Reputation: 2899
I'm trying to parse an html document using the .NET WebClient but the characters I'm getting are not correct. I have configured lots of Encodings but I cant find why I´m getting it wrong:
The URL is http://www.vatican.va/archive/ESL0506/__P2.HTM.
This is my code (you can test it in a ConsoleApp)
static void Main(string[] args)
{
WebClient client = new WebClient();
client.Encoding = Encoding.GetEncoding(28591);
var htmlCode = client.DownloadString("http://www.vatican.va/archive/ESL0506/__P2.HTM");
var splittedHtml = htmlCode.Split('<').ToList();
var htmlVerses = splittedHtml.Where(x => x.StartsWith("p class=MsoNormal align=left")).ToList();
}
Then, in htmlVerses I get strings like:
"p class=MsoNormal align=left style='margin-left:0cm;text-align:left;\ntext-indent:0cm'>3 Entonces Dios dijo: «Que\nexista la luz». Y la luz existió."
Check this part: 3 Entonces Dios dijo: «Que\nexista la luz». Y la luz existió
Its not well parsed.

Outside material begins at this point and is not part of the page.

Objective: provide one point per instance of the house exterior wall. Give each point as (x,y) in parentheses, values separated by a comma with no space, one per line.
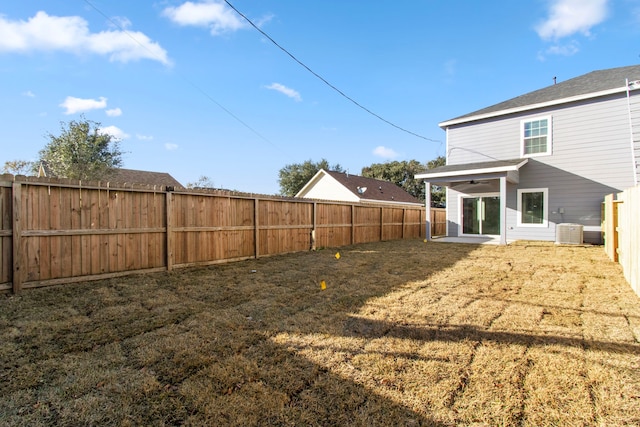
(591,156)
(328,188)
(634,118)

It should be: 3 Entonces Dios dijo: «Que exista la luz». Y la luz existió.
If we check the chrome source code we get this:
Then I tried to get the source code from http://www.generateit.net/seo-tools/source-viewer/ and I'm getting the same anomally as in my app.
Its really odd, the encoding that the web page use is charset=iso-8859-1, the same that my webclient uses.
Any help would be appreciated.
Upvotes: 0
Views: 444
Reputation: 1218
HTML escapes special characters for transmission, you need to convert them back. Fortunately, .NET provides methods to automagically do that for you:
HttpUtility.HtmlDecode()
see: MSDN
If you are using .NET 4.5 then you can use WebUtility.HtmlDecode()
instead, which is already included in System.Net (see: MSDN)
Upvotes: 1